There's a difficulty in targetting several ships? There is waste,
true, in overkill.

> True... the differences in batteries are not big enough. A real ship 
> would mount the biggest guns it could, and then fill the remaining
space 
> with secondaries and tertiaries.

Or mount missiles. If you can cite them, so can I...

> Or... drop beam classes altogether! 

Oh, right, just when I've found a good way to give B's and C's
abilities that A's don't have, you go and abolish them. Hurumph.

> This is just an example. We could tweak the numbers more if this seems

> promising.

My gut feelings are against it. There's some balancing that can
be done with the seperate A, B, C's. Larger gets you more range,
smaller more redundancy. 

Hmmm... there's a slight advantage to having a big ship over
two small half-ships where you gain on the rounding down.

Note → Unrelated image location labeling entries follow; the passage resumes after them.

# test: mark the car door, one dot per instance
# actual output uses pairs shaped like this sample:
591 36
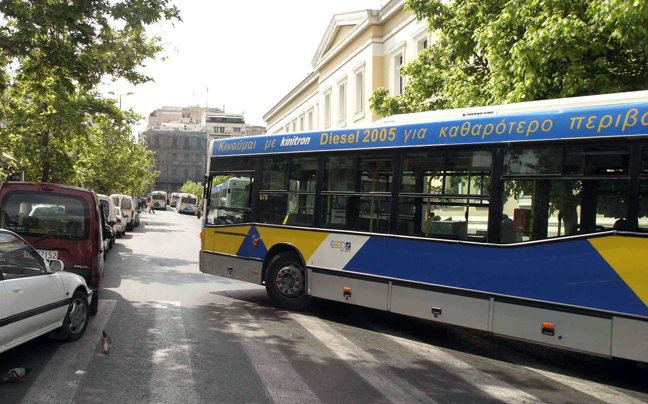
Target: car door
3 313
36 301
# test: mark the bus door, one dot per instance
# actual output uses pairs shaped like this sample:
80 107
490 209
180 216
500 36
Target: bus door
228 237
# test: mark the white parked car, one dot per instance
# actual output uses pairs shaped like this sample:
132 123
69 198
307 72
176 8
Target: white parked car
36 297
120 223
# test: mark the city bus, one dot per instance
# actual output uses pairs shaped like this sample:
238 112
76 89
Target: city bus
174 199
527 220
159 199
187 203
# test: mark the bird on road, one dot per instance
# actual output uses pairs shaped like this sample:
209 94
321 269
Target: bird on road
106 341
15 375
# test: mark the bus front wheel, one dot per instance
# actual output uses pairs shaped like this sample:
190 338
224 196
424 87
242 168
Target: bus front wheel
286 281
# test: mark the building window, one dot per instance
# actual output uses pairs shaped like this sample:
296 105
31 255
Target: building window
358 93
310 116
398 60
342 101
422 43
327 109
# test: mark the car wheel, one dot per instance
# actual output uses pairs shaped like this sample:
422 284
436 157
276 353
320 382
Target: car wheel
76 319
94 306
286 282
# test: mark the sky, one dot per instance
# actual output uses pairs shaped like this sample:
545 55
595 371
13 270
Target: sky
248 53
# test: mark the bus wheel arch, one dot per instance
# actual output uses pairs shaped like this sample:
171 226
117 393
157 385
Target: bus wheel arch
284 272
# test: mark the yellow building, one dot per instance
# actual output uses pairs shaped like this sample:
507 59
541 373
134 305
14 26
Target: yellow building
360 52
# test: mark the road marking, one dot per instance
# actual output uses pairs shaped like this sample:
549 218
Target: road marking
599 391
172 373
283 383
60 380
483 381
369 368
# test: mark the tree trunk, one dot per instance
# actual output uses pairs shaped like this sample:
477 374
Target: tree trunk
46 159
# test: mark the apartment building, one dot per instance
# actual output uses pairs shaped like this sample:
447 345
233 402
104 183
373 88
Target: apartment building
180 136
360 52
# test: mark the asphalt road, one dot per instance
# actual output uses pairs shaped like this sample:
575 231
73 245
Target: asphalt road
180 336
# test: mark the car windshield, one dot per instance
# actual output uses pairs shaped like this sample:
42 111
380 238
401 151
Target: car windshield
43 213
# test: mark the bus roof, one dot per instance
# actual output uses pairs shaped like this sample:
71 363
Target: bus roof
621 114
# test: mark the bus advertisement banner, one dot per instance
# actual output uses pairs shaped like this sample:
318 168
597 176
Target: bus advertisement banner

> > Consider Scott Field's idea of a "needle firecon" that can direct 
> > a beam to make a needle-gun-like attack. I would restrict this to 
> > B's and C's only, and give all ships one as it's first FC. Now
> > I've given a new ability to non-A-battery ships. Any B-battery
> > carrying escort from the basic rules can pass muster as a commerce 
> > raider or customs vessel, because it can make needle attacks to 
> > disable ships. This seems preferable to creating a specialised 
> > needle beam IMHO.
> 
> Sounds good, though specialized needles still have a place in special 
> ships, if the needle FC can only direct a limited amount of needle
attacks. 

How many needle attacks do you want? I suppose a Capital could
carry three Needle FC in place of the usual, with one attack
each. You can't do any better than three needle attacks in FT
(without adding on extra firecons). 

> Well, before the World Wars weapons technology wasn't really advanced 
> enough to support this strategy, but you could consider sieges a
special 
> form of "materialgeschlag" -- the attacker sits back flinging material
at 
> the defenders rather than risking manpower in direct assault. In this 
> mini-cosmos, the attacker holds the "industrial" edge since he can go 
> get/build new stuff and the defender can't. 

So... what you're saying is that you don't want to game in a 
mini-cosmos where materialgeschlag is an option, right?